American baseball player (born 1956)

Randall Glenn Johnson (born June 10, 1956) is an American former Major League Baseball third baseman. He played three full seasons in the Majors, from through , for the Atlanta Braves. He also played two seasons in Japan, 1987 and 1988, for the Hiroshima Toyo Carp. He served as the minor league field coordinator for the San Diego Padres from 2010-2015. He is now a major league scout for the Detroit Tigers and is in his 40th year in professional baseball.

==Amateur career==
Johnson played both football and baseball at Palomar College, where he was an All-State placekicker in 1975. He then attended San Jose State University, where he was a multi-sport athlete again. He was named an Academic All-American in 1978 for baseball. He was drafted in the 11th round of the 1978 Major League Baseball draft by the New York Mets.

==Professional career==
Johnson played in the Mets farm system for two seasons before being traded to the Atlanta Braves in 1980. He made his Major League debut in 1982, and became the starting third baseman in 1984. That year he hit .279 with 5 HR’s and 30 RBI in 322 PA’s. He was released by the Braves following the 1985 season, and subsequently signed with the San Francisco Giants as a free agent. He played for their top farm club, the Phoenix Firebirds, in 1986 before signing with the Hiroshima Toyo Carp.

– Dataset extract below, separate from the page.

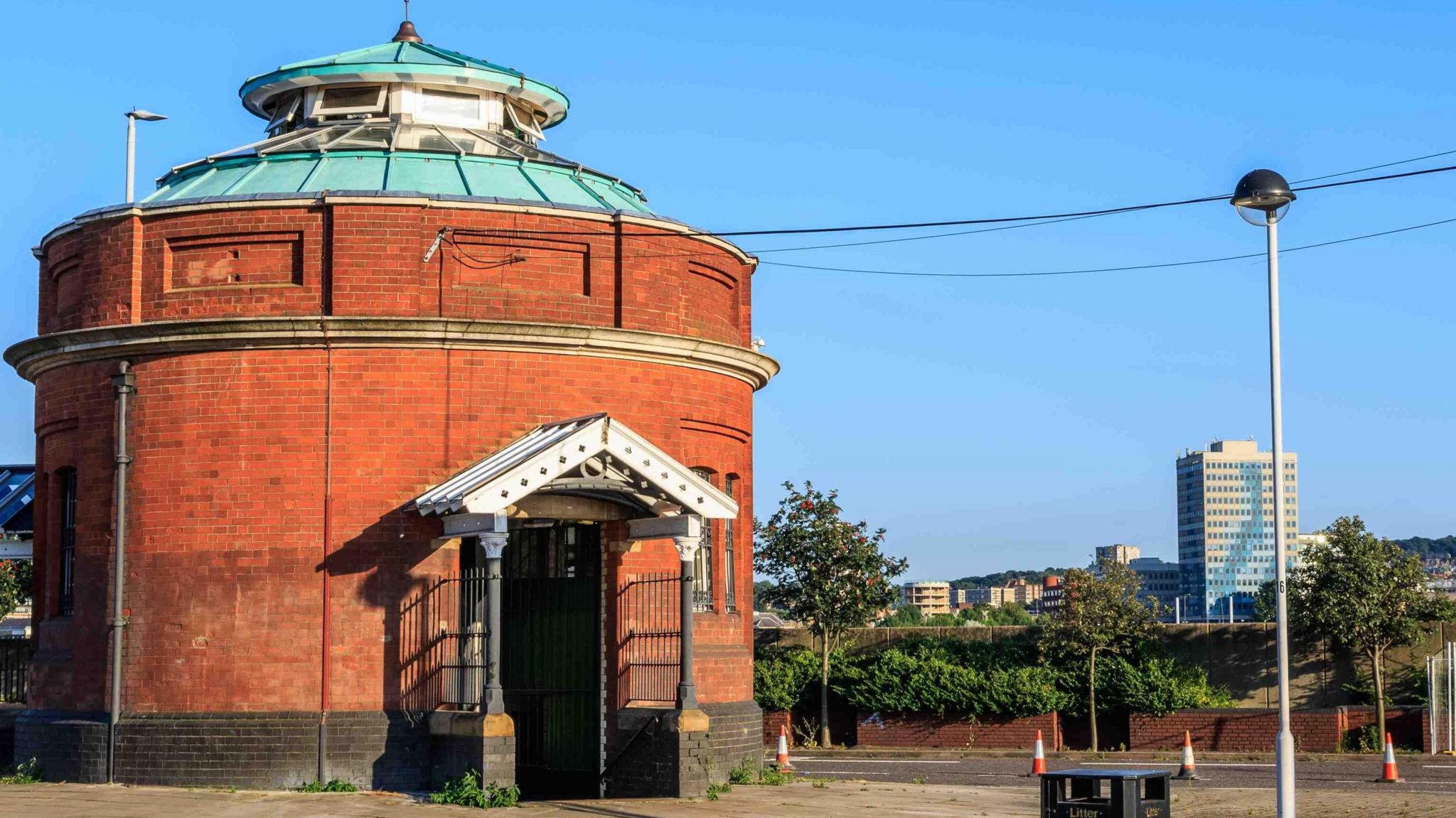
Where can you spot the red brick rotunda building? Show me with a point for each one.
(433, 448)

He later played for the West Palm Beach Tropics in the Senior Professional Baseball Association in 1989-90 and one season in the Australian Baseball League for the Brisbane Bandits in 1991.

==Post-playing career==
Since 1989, Johnson has scouted for the Padres, Colorado Rockies, Detroit Tigers and worked for the Oakland Athletics as special assistant to the team's general manager, Billy Beane, from 2003 to 2010. In February 2010, he was named the Padres' minor league field coordinator, a job he held until 2015. He is now a major league scout for the Tigers.